If all you have experienced is loss, that is what you brace yourself for. More loss.
As long as I am being honest, for the first 13 or 14 weeks, every cramp, or ache, or ligament pain, meant that I was going to miscarry. I checked for blood every time I used the restroom. Every time. *Sigh* Who am I kidding? I still check for bleeding and I am 22 weeks along. Sprout weighs a pound, and I'm still not always convinced that my body won't betray me. (I'm gaining more confidence in Sprout's though.)
I told my family I was expecting at Christmas, when I was 10 weeks along. The only reason was because I had always thought I would like to make that type of big announcement at Christmas, and only because the week before at 9weeks along, my doctor was able to find the heartbeat with the Doppler.
I know how rare and lucky, and amazing it is to be able to hear the heartbeat at 9 weeks. I know intellectually, how amazing that is, and what a good sign it can be. I know that it isn't uncommon to not hear a heartbeat with a Doppler until as late as 13 weeks. Knowing something isn't always the same as actually knowing something. I hope that makes sense.

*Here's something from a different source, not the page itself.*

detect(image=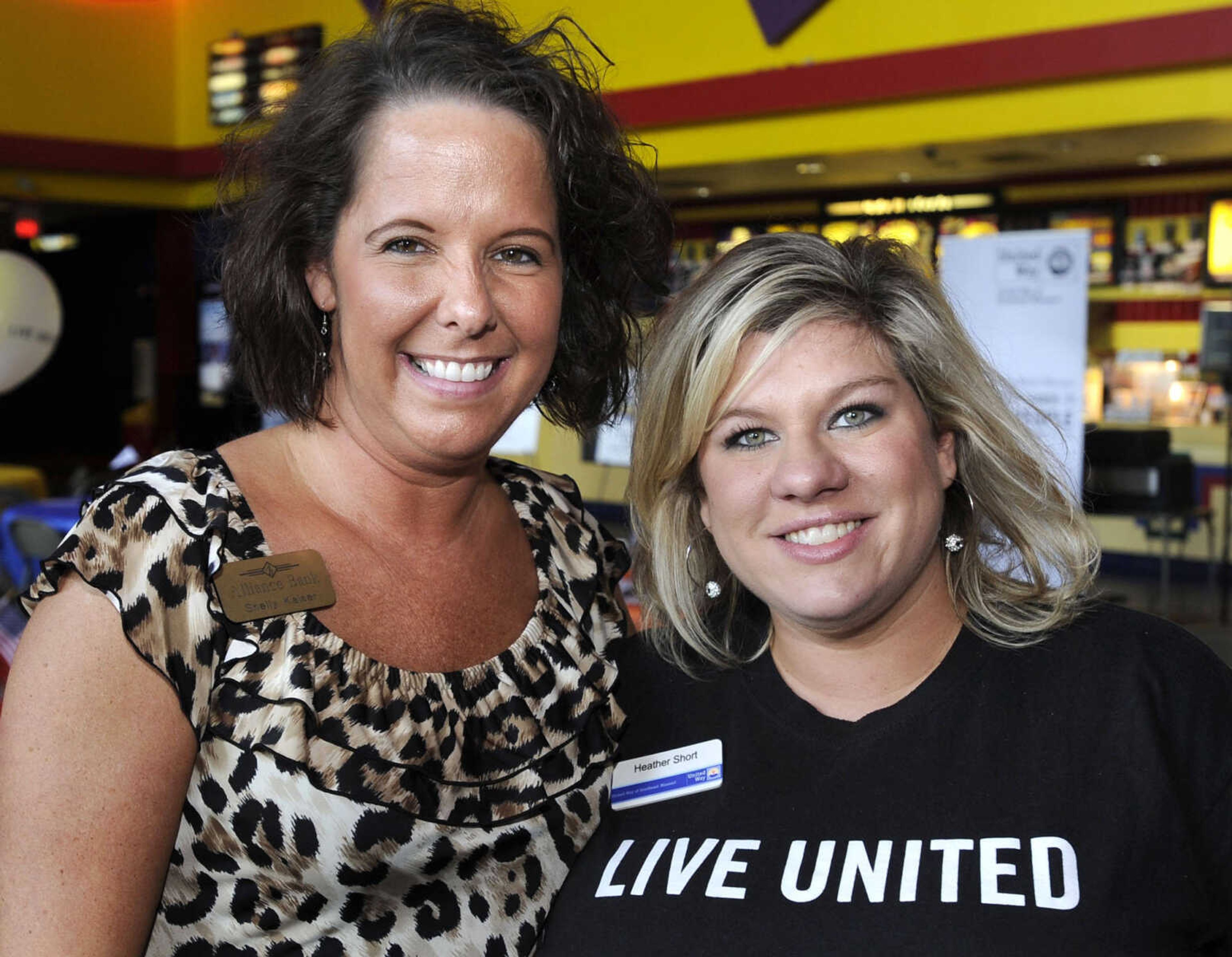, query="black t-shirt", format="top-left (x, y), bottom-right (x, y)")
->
top-left (538, 605), bottom-right (1232, 957)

Was I convinced that there would still be a heartbeat at my 13week appointment?
If I remember correctly, they had to take my blood pressure twice that appointment. At the beginning, it was not "high" per se, but it was higher than usual. After my appointment, having heard the heartbeat again, they took my BP a second time and it had gone back down to normal.
After 13 weeks, and especially when I made it past 14 weeks, I was able to relax a little more. I started walking again, I started some light pregnancy fitness.
I breathed a sigh of relief and concentrated on the blissful fact that I was now in my 2nd Trimester!